## Import Libraries

In [1]:
import pandas as pd
import requests
from io import BytesIO
from collections import defaultdict

## Retrieve Data

In [2]:
# Define URLs for the datasets
restaurant_link = 'https://raw.githubusercontent.com/Papagoat/brain-assessment/main/restaurant_data.json'
country_codes_link = 'https://github.com/Papagoat/brain-assessment/blob/main/Country-Code.xlsx?raw=true'

# Fetch restaurant data in JSON format
response_restaurants = requests.get(restaurant_link)
restaurants_json = response_restaurants.json()

# Fetch country codes from Excel
response_country_codes = requests.get(country_codes_link)
country_codes = pd.read_excel(BytesIO(response_country_codes.content))

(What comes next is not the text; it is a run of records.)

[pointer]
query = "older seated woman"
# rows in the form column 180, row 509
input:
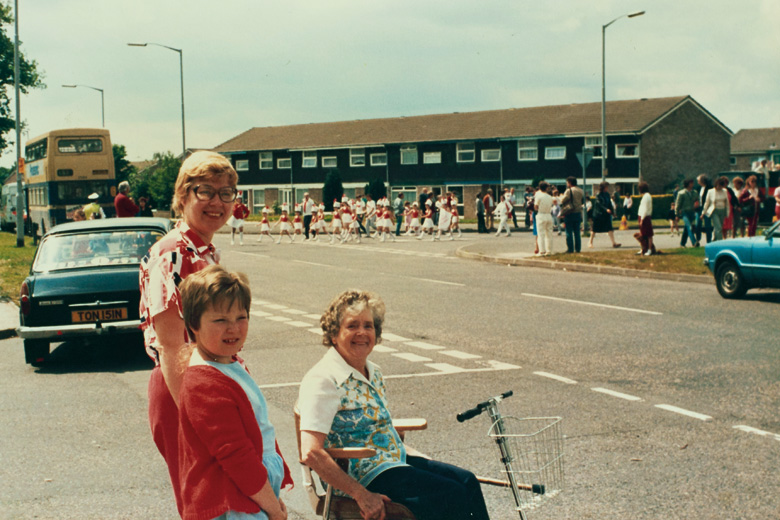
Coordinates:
column 342, row 403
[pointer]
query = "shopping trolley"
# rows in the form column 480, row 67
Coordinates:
column 531, row 451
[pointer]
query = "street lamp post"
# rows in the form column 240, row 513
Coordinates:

# Display the country codes data to verify it has been loaded correctly
country_codes

Unnamed: 0,Country Code,Country
0,1,India
1,14,Australia
2,30,Brazil
3,37,Canada
4,94,Indonesia
5,148,New Zealand
6,162,Phillipines
7,166,Qatar
8,184,Singapore
9,189,South Africa


## Extract Data

## Question 1: Data Extraction for Restaurants

In [3]:
# Initialize a list to hold restaurant information
restaurants_info_list = []

# Loop through each entry in the restaurant data
for restaurant_group in restaurants_json:
    for restaurant_data in restaurant_group['restaurants']:
        restaurant = restaurant_data['restaurant']

        # Check for associated events
        if 'zomato_events' in restaurant and restaurant['zomato_events']:
            for event_data in restaurant['zomato_events']:
                event_details = event_data.get('event', {})

                if 'photos' in event_details and event_details['photos']:
                    photo_data = event_details['photos'][0].get('photo', {})
                    event_photo_url = photo_data.get('url', 'No Photo Available')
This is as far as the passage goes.